-
Notifications
You must be signed in to change notification settings - Fork 1
Codelists
!! Needs updating following recent discussions on codelists with Swirrl.
!! This section may change depending on discussion at https://github.com/GSS-Cogs/gss-utils/issues/210.
- All dimensions should have an associated codelist.
- Wherever possible, official codelists and codes defined by official bodies should be adopted to facilitate the linkage of data. URIs should be re-used when referring to the same concept.
A default codelist is generated from the data cube for any dimensions where the user has not explicitly provided their own separate codelist. Additional metadata is added to the CSVW
which defines a skos:ConceptScheme
and its entries.
A local codelist is provided by the user in separate .csv
file alongside the data cube. The user is able to provide additional metadata about these codes.
An external codelist is defined independently of the data cube. Statisticians who closely collaborate on subject matters may define a set of codelists they will adhere to as part of their data governance strategy. Since these are published independently of any data cubes we could consider these to also be external.
An external codelist can only be adopted if strictly adhered to by the user.
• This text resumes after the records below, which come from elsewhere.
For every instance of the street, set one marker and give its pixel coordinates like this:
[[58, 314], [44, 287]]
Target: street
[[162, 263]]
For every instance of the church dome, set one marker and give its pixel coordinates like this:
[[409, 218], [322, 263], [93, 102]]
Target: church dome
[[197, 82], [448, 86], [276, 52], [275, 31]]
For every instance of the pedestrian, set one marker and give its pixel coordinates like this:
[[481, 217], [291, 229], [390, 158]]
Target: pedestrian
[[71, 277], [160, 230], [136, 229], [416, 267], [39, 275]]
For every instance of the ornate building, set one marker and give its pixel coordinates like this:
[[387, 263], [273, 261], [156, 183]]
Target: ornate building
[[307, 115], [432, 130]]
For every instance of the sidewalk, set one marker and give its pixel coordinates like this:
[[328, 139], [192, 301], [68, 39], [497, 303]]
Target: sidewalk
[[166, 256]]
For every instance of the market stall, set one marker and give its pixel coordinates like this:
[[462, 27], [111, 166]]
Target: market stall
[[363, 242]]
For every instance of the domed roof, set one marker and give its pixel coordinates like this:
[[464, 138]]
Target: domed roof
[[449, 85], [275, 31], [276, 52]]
The user must only use codes from the codelist and must not create any bespoke codes.
If a user primarily adopts an external codelist but also supplements their own bespoke codes they should create a new codelist containing both the codes from the external codelist which they have adopted but also their own bespoke codes. This is referred to as a mixed codelist. A mixed codelist combines concepts from across different local and external codelists into a single scheme.
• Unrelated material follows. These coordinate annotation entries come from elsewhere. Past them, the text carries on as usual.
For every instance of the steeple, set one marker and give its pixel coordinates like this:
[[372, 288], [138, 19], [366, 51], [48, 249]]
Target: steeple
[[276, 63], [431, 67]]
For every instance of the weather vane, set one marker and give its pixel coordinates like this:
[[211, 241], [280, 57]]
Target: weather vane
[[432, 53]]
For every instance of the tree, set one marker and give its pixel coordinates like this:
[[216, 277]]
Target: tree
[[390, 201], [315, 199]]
The following attributes can be specified by the user. The approach to assigning a codelist is dependent on the combination and quantity of attributes specified.
attribute | type | description |
---|---|---|
[CODELIST_URI] |
URI | must match the string contained in the column header in the .csv being described. |
[CODELIST_CSV] |
string | one of dimension , measure , measure_dimension , measure_value or attribute . |
[CODELIST_TITLE] |
string | a human-readable title for the codelist. |
[CODELIST_DESCRIPTION] |
string | a human-readable description for the codelist. |
Where the user has not explicitly provided a [CODELIST_URI]
, one is generated during processing of the data cube .csv
file.
[CODELIST_URI] = [DATACUBE_URI]#codelist/[KEBAB_NAME]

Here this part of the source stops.